In the past I have done some inquiry into the magazine industry and find its
way of doing business horribly wrong. Fotoblur's intent has always been to
create a magazine that focuses on art, instead of advertising and reviews of
cameras. I refuse to go that route in developing Fotoblur Magazine any
further.

However, you could say that Fotoblur, in its own right, has done things
differently. We've used the Print on Demand services from our friends at
MagCloud. This has allowed us the freedom to make our own rules as it pertains
to designing our own publication.

Never-the-less, with the increasing popularity of tablet devices, especially
with the retinal display now offered in the iPad 3, its time that Fotoblur
start looking into this arena to make an impact.

It is my belief that some portions of the web work better when offered as a
magazine simulation. Its is more intuitive to view images or news stories as
if they where in a book. Combining real-time web into these experiences will
dramatically change the landscape of how humans consume information.

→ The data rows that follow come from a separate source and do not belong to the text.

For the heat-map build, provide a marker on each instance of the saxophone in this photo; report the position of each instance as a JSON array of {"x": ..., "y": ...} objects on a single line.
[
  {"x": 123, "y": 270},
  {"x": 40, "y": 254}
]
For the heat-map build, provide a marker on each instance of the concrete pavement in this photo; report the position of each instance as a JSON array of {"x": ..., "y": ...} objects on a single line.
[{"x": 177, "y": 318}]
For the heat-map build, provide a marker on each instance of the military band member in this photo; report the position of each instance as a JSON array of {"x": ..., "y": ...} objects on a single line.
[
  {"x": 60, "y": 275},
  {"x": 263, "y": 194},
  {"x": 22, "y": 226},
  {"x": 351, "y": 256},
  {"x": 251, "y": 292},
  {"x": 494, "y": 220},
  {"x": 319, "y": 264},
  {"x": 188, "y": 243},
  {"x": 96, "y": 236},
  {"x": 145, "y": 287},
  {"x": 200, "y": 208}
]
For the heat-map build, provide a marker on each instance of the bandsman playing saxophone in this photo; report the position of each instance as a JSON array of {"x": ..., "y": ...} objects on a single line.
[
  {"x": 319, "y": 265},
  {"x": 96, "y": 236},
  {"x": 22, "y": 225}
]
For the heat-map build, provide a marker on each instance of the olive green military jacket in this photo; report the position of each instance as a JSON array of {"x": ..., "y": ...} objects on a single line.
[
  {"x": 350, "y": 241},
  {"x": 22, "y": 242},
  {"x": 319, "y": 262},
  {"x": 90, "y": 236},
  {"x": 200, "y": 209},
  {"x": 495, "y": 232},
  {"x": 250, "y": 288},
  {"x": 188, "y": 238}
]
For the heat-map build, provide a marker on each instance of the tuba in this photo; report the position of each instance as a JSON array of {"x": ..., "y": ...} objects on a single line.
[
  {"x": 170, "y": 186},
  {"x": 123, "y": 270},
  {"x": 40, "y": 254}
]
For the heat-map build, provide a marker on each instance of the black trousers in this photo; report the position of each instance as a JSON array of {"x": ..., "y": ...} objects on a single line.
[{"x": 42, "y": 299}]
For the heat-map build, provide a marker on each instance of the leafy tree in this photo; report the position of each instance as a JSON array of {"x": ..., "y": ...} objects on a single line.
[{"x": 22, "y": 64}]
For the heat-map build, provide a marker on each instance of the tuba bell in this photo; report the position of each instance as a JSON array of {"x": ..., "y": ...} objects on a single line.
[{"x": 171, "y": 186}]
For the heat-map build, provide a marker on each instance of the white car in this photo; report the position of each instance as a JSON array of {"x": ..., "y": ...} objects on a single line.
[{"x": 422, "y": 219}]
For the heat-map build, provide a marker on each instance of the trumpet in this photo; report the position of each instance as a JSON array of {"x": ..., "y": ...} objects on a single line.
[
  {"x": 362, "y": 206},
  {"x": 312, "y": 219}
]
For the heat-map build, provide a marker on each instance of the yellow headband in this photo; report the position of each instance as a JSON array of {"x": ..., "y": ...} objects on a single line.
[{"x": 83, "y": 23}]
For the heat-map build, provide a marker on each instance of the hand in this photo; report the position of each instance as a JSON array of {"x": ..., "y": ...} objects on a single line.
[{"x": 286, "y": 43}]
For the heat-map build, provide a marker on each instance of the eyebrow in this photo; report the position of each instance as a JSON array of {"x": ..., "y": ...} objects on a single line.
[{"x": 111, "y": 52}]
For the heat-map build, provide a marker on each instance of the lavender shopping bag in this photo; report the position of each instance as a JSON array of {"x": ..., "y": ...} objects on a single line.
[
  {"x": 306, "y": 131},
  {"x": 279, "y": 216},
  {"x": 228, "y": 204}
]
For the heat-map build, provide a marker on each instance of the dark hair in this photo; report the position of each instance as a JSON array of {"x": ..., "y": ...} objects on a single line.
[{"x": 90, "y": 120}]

Fotoblur is on a quest to participate in this evolving landscape and wishes to
do so by promoting the work of Fotoblur's contributors through software that
is made to be enjoyed on a tablet device.

Fotoblur Labs is a prototype of what I've been working on. Its concept goes
back even further. Its a web application that is best enjoyed on a webkit
enabled browser (Safari or Chrome). It will also work on Firefox. The best
experience thus far has been on an iPad (2 or 3). iPad1 gave poor performance.
It will not work in any Internet Explorer browser.

Again, this is a prototype. The question is, do you like it? Please be honest
in your assessment.

Lastly, there are a few warnings that come with this adventure. The software
may have bugs, may be down for maintenance, or may be broken as its worked on.